(Reuters) - Expedia Inc (EXPE.O) reported robust third-quarter earnings on Thursday and topped analyst estimates, as strong hotel bookings boosted the company’s profit by more than 50 percent from the year-earlier quarter.
The world’s largest online travel company by bookings posted net income of $257.1 million and earned $1.94 per diluted share, well ahead of Wall Street’s average estimate of $1.74, according to Thomson Reuters I/B/E/S.
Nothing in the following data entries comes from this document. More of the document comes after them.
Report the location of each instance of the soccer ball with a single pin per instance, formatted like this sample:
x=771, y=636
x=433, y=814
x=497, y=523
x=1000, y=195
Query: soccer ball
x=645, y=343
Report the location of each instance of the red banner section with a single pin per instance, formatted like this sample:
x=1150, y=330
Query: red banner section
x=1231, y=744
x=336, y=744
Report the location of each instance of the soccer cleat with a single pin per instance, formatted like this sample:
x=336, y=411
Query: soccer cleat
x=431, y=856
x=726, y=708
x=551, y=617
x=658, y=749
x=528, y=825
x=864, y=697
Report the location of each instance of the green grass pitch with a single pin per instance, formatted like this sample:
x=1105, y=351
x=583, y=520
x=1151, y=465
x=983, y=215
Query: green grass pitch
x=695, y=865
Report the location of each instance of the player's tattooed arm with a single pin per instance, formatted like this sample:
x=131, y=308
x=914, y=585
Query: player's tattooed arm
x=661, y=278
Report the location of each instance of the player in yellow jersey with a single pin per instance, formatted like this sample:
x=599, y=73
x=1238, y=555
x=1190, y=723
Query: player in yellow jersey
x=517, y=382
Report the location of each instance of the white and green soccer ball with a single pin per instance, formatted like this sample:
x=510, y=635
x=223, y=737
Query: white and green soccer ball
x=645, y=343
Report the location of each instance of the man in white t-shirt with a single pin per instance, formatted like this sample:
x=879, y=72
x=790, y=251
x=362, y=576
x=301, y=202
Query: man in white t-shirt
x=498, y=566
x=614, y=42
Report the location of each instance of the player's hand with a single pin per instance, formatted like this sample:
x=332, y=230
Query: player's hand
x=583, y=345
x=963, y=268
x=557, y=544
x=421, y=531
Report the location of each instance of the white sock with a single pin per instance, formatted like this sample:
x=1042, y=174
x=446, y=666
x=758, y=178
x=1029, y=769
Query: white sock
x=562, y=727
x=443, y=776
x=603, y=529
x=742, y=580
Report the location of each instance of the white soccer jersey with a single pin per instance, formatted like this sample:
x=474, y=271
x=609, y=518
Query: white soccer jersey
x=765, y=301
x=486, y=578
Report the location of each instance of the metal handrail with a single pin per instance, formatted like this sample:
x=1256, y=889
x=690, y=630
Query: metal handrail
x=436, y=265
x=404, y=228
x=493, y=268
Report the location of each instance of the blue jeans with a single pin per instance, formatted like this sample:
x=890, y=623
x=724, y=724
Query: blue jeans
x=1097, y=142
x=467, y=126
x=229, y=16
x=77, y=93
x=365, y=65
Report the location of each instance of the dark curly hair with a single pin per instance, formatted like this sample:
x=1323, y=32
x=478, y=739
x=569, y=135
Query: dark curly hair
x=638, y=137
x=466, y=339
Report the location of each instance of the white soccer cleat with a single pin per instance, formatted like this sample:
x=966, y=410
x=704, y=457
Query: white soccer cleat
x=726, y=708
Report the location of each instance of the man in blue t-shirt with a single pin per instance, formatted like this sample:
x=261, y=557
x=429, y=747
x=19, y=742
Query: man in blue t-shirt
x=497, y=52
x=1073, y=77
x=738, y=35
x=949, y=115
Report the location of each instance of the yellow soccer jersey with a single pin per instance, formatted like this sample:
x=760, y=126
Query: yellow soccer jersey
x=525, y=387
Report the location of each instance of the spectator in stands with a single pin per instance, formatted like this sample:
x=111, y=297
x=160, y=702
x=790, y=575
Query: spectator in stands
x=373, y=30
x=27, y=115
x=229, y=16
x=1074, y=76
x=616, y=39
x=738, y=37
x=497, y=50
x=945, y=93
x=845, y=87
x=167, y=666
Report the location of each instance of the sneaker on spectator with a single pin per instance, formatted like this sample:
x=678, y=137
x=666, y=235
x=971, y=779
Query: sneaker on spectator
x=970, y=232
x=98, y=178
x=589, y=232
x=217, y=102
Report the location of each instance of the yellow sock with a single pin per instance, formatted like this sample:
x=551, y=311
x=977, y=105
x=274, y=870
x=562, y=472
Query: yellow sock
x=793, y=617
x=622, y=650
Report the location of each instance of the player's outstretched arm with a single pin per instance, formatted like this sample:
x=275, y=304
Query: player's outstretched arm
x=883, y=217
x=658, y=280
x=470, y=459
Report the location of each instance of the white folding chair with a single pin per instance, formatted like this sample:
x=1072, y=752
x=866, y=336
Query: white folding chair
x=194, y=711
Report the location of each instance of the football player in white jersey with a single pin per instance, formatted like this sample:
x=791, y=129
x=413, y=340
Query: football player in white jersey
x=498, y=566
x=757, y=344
Despite heavy competition abroad and concern that the Ebola virus would discourage travelers from planning vacations, the volume of Expedia Inc’s bookings grew by 29 percent to nearly $13.5 billion in the quarter. Revenue from hotel bookings, which accounts for 73 percent of Expedia’s business, jumped by 21 percent to buoy these results.
“These results were pretty encouraging,” said S&P Capital IQ analyst Tuna Amobi, noting that the company reaffirmed its guidance for the year. “The Travelocity integration, which they completed sometime last year, has really proven to be a major catalyst to both their hotel and air ticket bookings.”
Expedia Inc boasts Hotels.com and the recently acquired trivago among its brands. It also launched a marketing agreement with Sabre Corp’s (SABR.O) Travelocity at the end of 2013.
While the volume of Expedia’s bookings is more than 3.5 times that of its largest competitor Priceline Group Inc (PCLN.O) in the U.S., according to research by Morningstar, Expedia has grown more slowly than Priceline abroad.
Amobi said a “slowdown in some international markets” was the only negative factor in Expedia’s third-quarter performance, along with some pricing pressure from competitors.
Expedia’s Chief Executive Officer Dara Khosrowshahi said during the company’s earnings call Thursday that additional investment would lead to losses at its China-focused site eLong during the current quarter and into 2015.
“The market in China continues to be very dynamic and fiercely competitive, with a number of players making significant and increasing investments,” he said.
Expedia’s revenue grew 22 percent to more than $1.71 billion, beating Wall Street’s average expectation of less than $1.68 billion. Revenue from advertising and media contributed heavily to the increase.
The company’s shares were up 1.9 percent at $82.30 in after-hours trading in New York.